It had never occurred to me, until I recently read an interview with a song writer, that if they are lucky enough to pen a song used as a film theme the best thing for them is to have it featured at the beginning rather than over the end credits. If that can happen then they’ve got more chance of the song being a lot more successful. Why? read on. This week’s suggestion did just that and proved the theory as it was a top 10 hit in the UK and a three-week chart topper in the States as well as winning a Grammy for Best Song.
The song is Arthur’s Theme (Best That you Can Do) which accompanied the great film of 1981 starring Dudley Moore, Liza Minnelli and Sir John Gielgud. The story tells of the alcoholic millionaire playboy (Dudley Moore) who is an heir to a huge fortune which, as part of his family agreement, he can only receive if he marries Susan, but he doesn’t love her and therefore doesn’t want to marry her. Instead it’s a poor waitress who wins his heart but he has to choose whether he takes the money or the woman. If you’ve never seen it, you’ll need to watch it to find out.
The song’s title is not mentioned within the song although the parenthesis (Best That you Can Do) is but the song’s most memorable line is ‘When you get caught between the moon and New York City’ which is what the original title was. The song credits Peter Allen, Burt Bacharach, Christopher Cross and Carole Bayer Sager as writers but it was the Australian lyricist Peter Allen who came up with that line for a song he was working on with Carole Bayer Sager.

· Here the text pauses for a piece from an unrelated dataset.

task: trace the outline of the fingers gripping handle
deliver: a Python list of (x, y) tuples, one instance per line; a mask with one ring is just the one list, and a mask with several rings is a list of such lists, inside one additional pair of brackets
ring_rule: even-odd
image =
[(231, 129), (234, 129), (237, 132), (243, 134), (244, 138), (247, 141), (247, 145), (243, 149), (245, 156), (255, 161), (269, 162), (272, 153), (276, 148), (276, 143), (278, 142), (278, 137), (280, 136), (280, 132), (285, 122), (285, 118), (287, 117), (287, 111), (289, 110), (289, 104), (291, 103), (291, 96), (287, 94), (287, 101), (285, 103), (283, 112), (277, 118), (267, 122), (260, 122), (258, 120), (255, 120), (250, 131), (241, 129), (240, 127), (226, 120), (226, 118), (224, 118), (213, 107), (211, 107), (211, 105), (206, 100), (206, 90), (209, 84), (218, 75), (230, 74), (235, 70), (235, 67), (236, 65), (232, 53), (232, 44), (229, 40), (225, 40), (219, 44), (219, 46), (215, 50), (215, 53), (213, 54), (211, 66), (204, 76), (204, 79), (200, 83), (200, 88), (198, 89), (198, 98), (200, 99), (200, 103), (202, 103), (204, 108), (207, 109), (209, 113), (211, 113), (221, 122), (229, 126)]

When you think about where that place might be, the moon and New York City, it’s obviously somewhere in the sky and that is where the inspiration struck. Allen was on a flight to New York’s JFK airport and whilst waiting to land the plane was on a circling hold whilst waiting for clearance to land. In an interview with Songfacts, Susan Lina claimed she was an attendant on that flight and said to them, “Peter Allen was on my flight and when he was deplaning he said to me, ‘You have inspired me to write a song, and you will know it when you hear it.’
Bayer Sayer, who is best remembered for her 1977 hit You’re Moving Out Today, was recording a new album in 1981 called Sometimes Late at Night. She’d met Burt Bacharach who she soon became romantically linked with and he produced and co-wrote some songs for her album. She explained, “We were writing together, and now we were living together. My friend Arnold Stieffel, who was then at ICM (and has managed Rod Stewart since the mid-Eighties), thought that getting Burt a movie to score would be the best way to kick-start his comeback, and he hit a home run in his first at-bat. He came up with Arthur.” Another close connection to the film is that Liza Minnelli was Peter Allen’s ex-wife. Bacharach penned the tune and he asked Bayer Sager to work on some lyrics. It was at this point she remembered the line that Allen had come up with and called him to ask his permission to use it. He obviously said yes and that earned him a writing credit for which he would then get 25% of the writer’s royalties.
Once with song was finished and submitted, Bayer Sager recalled, “The director wanted a song to play over the opening scene, which is a songwriter’s dream, because when it plays over the end credits, half the audience is already walking out. Burt and I watched the scene over and over on a small monitor in our living room. He was trying out lots of melody ideas as I was trying to think of words that felt right for the scene which is when I recalled that I had written years earlier with Peter Allen.
Christopher Cross was a new up and coming star in the early 80s and had won five Grammy awards in 1981 which included Record of the Year, Song of the Year, and Best Arrangement Accompanying Vocalist(s) for the hit Sailing, Album of The Year for Christopher Cross, and Best New Artist. He was considered as first choice to score the film but the film’s director, Steve Gordon disallowed that decision because, as it was his first film, he didn’t want someone fairly inexperienced to score it, so he chose Burt Bacharach. However, Cross did get to co-compose some of the songs.
In 1982, Arthur’s Theme won the Oscar for Best Original Song beating another film-title theme – Endless Love and, ironically, Arthur’s Theme knocked Endless Love off the top of the Billboard number one slot. All four writers accepted the award from Bette Midler and it was Bayer Sager who gave the speech. Five days after that Bayer Sager and Bacharach married.
The pair continued to write together and had two further US chart-toppers with On My Own by Patti LaBelle & Michael McDonald and That’s What Friends Are For by Dionne Warwick & Friends which was originally recorded by Rod Stewart presumably because of the Arnold Stieffel connection.
Bacharach and Bayer Sager divorced in 1991. Sager, in 1996, married the former chairman of Warner Brothers and CEO of the Los Angeles Dodgers baseball team, Robert Daly and they live in Los Angeles. Bacharach also lives in L.A and, at 93, he is still writing songs and last year was collaborating on and up-and-coming single with Seattle-based single Melody Federer. As for Cross, in 2019 he was planning a 2020 US tour which has been postponed due to the pandemic. Sadly, the film director Stephen Gordon never got to direct another film as he died of a heart attack in 1982, at the age of 44.